Androxine Vortex said:


> Oh. I always thought that the Dark Eldar were under the control of Slaanesh.


No, though it might be possible for a small group of them to make a pact of some sort, in which case they shift from gathering souls for their Kabal to doing so for the god they have a 'deal' with. In the end though, something like that is never going to last, Eldar souls are so tantalizing after all.

(The above is only truly plausible if you do not hold part of the book _Crimson Tears_ as a complete load. Those of you who have read it, you know what I'm talking about.)


----------



## ckcrawford (Feb 4, 2009)

I always wondered, are the Dark Eldar losing their souls to Slaanesh because the way they live their lives essentially feed him or is it because they live in the Webway and are so close to the warp.


----------



## normtheunsavoury (Mar 20, 2008)

All Eldar are losing their souls to Slaanesh, not just the Dark Eldar.
Craftworld Eldar use spirit stones to safeguard their souls and the Harlequins are kept safe by the Laughing God. The Dark Eldar don't use spirit stones they use other races.


----------



## hailene (Aug 28, 2009)

There has been at least one non-aggression pact between a Dark Eldar sect and the forces under Archon Urlock Gaur.

Apparently by lending support to the Archon's forces, the Archon agreed to a NAP, some territory, and I think some mineral resources as well.


----------



## darkreever (Apr 3, 2008)

hailene said:


> There has been at least one non-aggression pact between a Dark Eldar sect and the forces under Archon Urlock Gaur.
> 
> Apparently by lending support to the Archon's forces, the Archon agreed to a NAP, some territory, and I think some mineral resources as well.


That may be so, but a pact with a mortal chaos warlord means absolutely nothing to a full fledged god.


----------



## TRU3 CHAOS (May 21, 2010)

If Dark Eldar hate humans and think of them as a lesser race, I imagine they think chaos warlords who are human are more pathetic.


----------



## Baron Spikey (Mar 26, 2008)

Probably, but at the same time I imagine they respect (or at least are wary of) power- and Chaos Warlords usually have that in bucket loads.


----------



## TRU3 CHAOS (May 21, 2010)

Baron Spikey said:


> Probably, but at the same time I imagine they respect (or at least are wary of) power- and Chaos Warlords usually have that in bucket loads.

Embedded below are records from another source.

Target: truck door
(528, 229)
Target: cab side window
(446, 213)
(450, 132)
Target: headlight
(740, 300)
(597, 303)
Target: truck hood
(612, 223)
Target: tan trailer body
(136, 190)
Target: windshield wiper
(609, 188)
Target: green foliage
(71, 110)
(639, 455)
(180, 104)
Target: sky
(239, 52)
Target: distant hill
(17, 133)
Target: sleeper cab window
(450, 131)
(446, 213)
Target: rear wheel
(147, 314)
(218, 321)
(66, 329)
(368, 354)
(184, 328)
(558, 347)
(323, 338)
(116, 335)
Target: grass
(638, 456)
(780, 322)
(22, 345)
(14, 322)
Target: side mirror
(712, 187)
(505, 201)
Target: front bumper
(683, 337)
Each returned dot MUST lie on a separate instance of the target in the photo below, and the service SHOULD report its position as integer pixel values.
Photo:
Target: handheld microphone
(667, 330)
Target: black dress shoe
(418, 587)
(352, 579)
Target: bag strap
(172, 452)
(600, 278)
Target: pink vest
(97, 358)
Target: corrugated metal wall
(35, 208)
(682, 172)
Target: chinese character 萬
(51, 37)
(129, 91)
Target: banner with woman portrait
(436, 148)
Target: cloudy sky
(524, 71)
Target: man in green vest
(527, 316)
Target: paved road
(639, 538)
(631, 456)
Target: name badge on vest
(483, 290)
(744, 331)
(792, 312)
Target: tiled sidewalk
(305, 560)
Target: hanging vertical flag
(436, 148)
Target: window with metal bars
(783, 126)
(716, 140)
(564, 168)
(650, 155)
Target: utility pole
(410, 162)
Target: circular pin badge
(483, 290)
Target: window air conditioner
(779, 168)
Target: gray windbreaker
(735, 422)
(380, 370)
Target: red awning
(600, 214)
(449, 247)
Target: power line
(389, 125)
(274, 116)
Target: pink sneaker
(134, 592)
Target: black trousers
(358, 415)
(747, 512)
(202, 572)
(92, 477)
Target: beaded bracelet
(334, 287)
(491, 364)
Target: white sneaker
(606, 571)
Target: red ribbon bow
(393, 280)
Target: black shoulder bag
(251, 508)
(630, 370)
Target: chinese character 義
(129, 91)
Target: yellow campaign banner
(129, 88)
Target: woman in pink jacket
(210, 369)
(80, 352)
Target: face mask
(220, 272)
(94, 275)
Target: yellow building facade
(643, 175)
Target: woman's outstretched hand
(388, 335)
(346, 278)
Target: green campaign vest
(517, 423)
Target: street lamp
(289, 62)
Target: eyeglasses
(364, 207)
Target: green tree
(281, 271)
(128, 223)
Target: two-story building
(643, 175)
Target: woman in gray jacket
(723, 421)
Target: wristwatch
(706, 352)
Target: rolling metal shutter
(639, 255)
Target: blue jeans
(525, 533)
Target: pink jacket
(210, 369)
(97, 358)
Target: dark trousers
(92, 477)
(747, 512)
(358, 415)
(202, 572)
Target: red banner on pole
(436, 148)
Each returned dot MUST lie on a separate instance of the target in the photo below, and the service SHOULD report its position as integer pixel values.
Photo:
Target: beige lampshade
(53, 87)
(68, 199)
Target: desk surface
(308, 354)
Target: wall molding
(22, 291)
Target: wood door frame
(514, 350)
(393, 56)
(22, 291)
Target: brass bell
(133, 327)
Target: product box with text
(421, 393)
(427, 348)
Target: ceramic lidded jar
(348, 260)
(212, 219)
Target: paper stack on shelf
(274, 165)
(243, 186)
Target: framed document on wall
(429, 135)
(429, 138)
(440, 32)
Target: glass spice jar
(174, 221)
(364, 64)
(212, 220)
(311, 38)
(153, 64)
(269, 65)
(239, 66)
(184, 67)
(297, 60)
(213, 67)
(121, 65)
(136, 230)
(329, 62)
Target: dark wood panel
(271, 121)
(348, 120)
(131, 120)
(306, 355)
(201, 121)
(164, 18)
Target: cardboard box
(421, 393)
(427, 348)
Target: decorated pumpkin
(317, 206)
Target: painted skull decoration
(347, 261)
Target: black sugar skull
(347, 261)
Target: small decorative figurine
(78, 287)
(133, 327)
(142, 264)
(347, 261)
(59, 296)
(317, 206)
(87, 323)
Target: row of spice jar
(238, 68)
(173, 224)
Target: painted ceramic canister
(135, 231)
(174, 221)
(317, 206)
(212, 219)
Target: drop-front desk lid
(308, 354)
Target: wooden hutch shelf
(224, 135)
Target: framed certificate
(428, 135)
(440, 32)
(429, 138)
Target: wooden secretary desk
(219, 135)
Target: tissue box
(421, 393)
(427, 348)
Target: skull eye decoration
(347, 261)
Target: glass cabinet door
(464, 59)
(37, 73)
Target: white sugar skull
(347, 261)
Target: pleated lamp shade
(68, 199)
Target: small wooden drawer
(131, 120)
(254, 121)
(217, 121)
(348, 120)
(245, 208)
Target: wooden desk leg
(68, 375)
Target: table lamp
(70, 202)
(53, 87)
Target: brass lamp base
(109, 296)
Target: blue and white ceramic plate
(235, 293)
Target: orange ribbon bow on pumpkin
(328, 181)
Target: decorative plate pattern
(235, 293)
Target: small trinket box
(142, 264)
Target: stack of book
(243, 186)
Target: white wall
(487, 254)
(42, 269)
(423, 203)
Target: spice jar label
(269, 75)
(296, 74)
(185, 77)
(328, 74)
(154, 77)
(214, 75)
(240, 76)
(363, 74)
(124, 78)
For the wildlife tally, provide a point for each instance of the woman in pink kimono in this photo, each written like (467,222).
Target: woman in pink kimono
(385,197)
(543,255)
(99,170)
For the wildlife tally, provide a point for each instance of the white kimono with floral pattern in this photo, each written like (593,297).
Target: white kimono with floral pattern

Thats a good point. But even the Imperium had such a big empire that pretty much almost dominated the galaxy. I'm surprised that eldar have such an outlook on humans despite all their accomplishments. It must be because of a slight jelousy of almost having the same accomplishments and pride from it.


----------



## normtheunsavoury (Mar 20, 2008)

The Eldar showing respect to humans for their achievements would be like humans praising the Orks for their civilised culture. Human technology is nothing compared to what the Eldar achieved and as far as actual evolution and advances humanity are little more than slightly above average apes to the Eldar.


----------



## hailene (Aug 28, 2009)

darkreever said:


> That may be so, but a pact with a mortal chaos warlord means absolutely nothing to a full fledged god.


Taken as a whole, it means nothing.

But there are moments when pieces of them are willing to cooperate. Or at least stay the hell away from each other.

Since the original question was if the Dark Eldar ever cooperated with any Chaos armies, not if the Dark Eldar were in a complete, long term alliance with the Chaos gods, I felt my last post had some relevance to the thread.


----------



## TRU3 CHAOS (May 21, 2010)

I'm surprised that the Dark Eldar would fight along side chaos. Thats like the worst thing they could possible do. All it would take would be a lie or deception and they could lose all their souls. Ouch!


----------



## TheBellower (Oct 19, 2010)

Dark Eldars sacrifice people to Slaanesh as mentioned but don't the DEs try to distract/impair Slaanesh by annihilating hedoism from the galaxy with suffering and pain?


----------



## Dave T Hobbit (Dec 3, 2009)

TheBellower said:


> ...don't the DEs try to distract/impair Slaanesh by annihilating hedoism from the galaxy with suffering and pain?


Suffering and pain are extremes of sensation so, even if they were trying that, it would not work.


----------



## Chompy Bits (Jun 13, 2010)

Androxine Vortex said:


> Oh. I always thought that the Dark Eldar were under the control of Slaanesh.


The only Dark Eldar I know of who actually served Slaanesh were those from the one Soul Drinkers novel.


----------